Functional muscle transfer
In cases of radial nerve palsy when there is no possibility of radial nerve reconstruction or tendon or nerve transfers with a free functional muscle transfer, the loss of elbow or wrist end finger extension can be re-gained.69 Functional muscle transfer is a sophisticated surgical procedure which requires microsurgical skills. It can be a valuable solution in cases when there are no other possibilities, or where the previously described methods of treatment have been unsuccessful. The well-functioning muscle is transferred to the non-functional recipient site and, after reconstruction of the nutrient blood vessels and motor nerve branch, the transplanted muscle can become a well-functioning motor unit. Frequently the gracilis muscle is used as donor, but latissimus dorsi, tensor fasciae lata, rectus femoris, medial gastrocnemius and others can also be used.

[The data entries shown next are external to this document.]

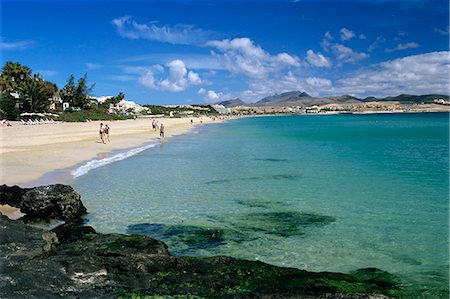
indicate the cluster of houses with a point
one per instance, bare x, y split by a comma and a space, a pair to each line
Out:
441, 102
123, 107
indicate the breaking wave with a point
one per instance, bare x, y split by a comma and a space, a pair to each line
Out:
92, 164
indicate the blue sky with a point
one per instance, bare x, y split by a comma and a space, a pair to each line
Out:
181, 52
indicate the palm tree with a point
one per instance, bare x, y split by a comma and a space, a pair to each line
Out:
34, 96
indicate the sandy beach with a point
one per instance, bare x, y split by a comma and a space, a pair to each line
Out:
28, 152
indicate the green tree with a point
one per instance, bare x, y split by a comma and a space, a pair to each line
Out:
81, 96
13, 74
8, 107
77, 95
113, 100
68, 91
34, 96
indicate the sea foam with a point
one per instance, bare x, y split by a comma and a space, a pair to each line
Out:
82, 170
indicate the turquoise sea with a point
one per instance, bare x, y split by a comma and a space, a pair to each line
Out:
321, 193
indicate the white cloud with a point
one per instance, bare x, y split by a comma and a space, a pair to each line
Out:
444, 31
212, 96
179, 34
243, 56
346, 34
399, 47
47, 73
326, 41
19, 45
148, 80
317, 59
178, 79
377, 43
93, 66
346, 54
417, 74
318, 82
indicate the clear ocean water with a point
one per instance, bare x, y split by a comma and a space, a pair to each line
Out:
321, 193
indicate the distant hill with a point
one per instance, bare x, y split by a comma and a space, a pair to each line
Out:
297, 98
275, 100
232, 103
407, 98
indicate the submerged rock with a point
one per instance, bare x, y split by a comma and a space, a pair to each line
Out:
73, 261
44, 203
184, 238
113, 265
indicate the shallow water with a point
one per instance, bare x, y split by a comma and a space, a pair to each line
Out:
322, 193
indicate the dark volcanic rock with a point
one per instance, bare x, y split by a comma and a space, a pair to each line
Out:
36, 265
45, 202
73, 261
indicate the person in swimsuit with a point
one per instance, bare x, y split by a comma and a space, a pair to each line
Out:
161, 131
101, 133
106, 132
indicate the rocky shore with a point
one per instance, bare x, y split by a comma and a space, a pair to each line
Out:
73, 261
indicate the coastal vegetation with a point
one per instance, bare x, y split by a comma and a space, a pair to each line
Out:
22, 91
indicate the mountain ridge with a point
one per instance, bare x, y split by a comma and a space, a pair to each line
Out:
301, 98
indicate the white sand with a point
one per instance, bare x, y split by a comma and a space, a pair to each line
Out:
28, 152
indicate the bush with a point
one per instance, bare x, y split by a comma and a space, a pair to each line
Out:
8, 107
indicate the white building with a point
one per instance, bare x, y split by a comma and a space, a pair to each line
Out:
221, 109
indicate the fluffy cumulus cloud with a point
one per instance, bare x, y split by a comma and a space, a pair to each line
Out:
399, 47
343, 53
127, 27
243, 56
178, 79
17, 45
211, 96
346, 34
377, 43
318, 82
317, 59
417, 74
346, 54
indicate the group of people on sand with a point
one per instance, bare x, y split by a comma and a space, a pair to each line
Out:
104, 133
5, 123
156, 125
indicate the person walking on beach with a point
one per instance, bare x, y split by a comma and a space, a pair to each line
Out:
101, 133
106, 132
161, 131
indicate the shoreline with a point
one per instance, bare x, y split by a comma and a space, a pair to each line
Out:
46, 154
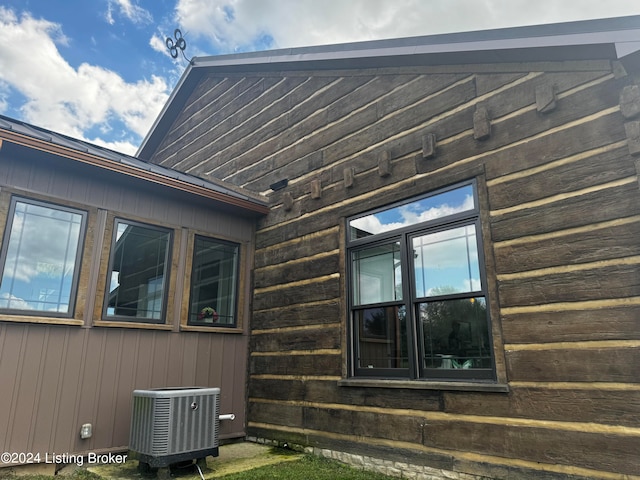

Today the spotlight is on biological therapies and nerve regeneration. Research is being conducted with pluripotent stem cells and nerve conduits. Some research has suggested that the use of mesenchymal stem cells can lead to a functional recovery and nerve regeneration when combined with biological scaffolds, with promising developments using human amniotic membranes loaded with human umbilical cord mesenchymal stem cells in radial nerve repair. Tests on the regenerated nerves in primates have yielded good results, and this bodes well because of their similarity to humans.70⇓–72
Radial nerve palsy can result from a variety of aetiologies, and the treatment algorithm is dictated not only by the cause of neuropathy, but also the expected recovery of the nerve. Treatment ranges from non-operative, expectant management to surgical intervention. The breadth of surgical intervention ranges from direct nerve repair to tendon transfer, with a wide variety of options supported in the literature. New frontiers in nerve regeneration with stem cells have yielded preliminarily promising results, and future developments in this field are anticipated.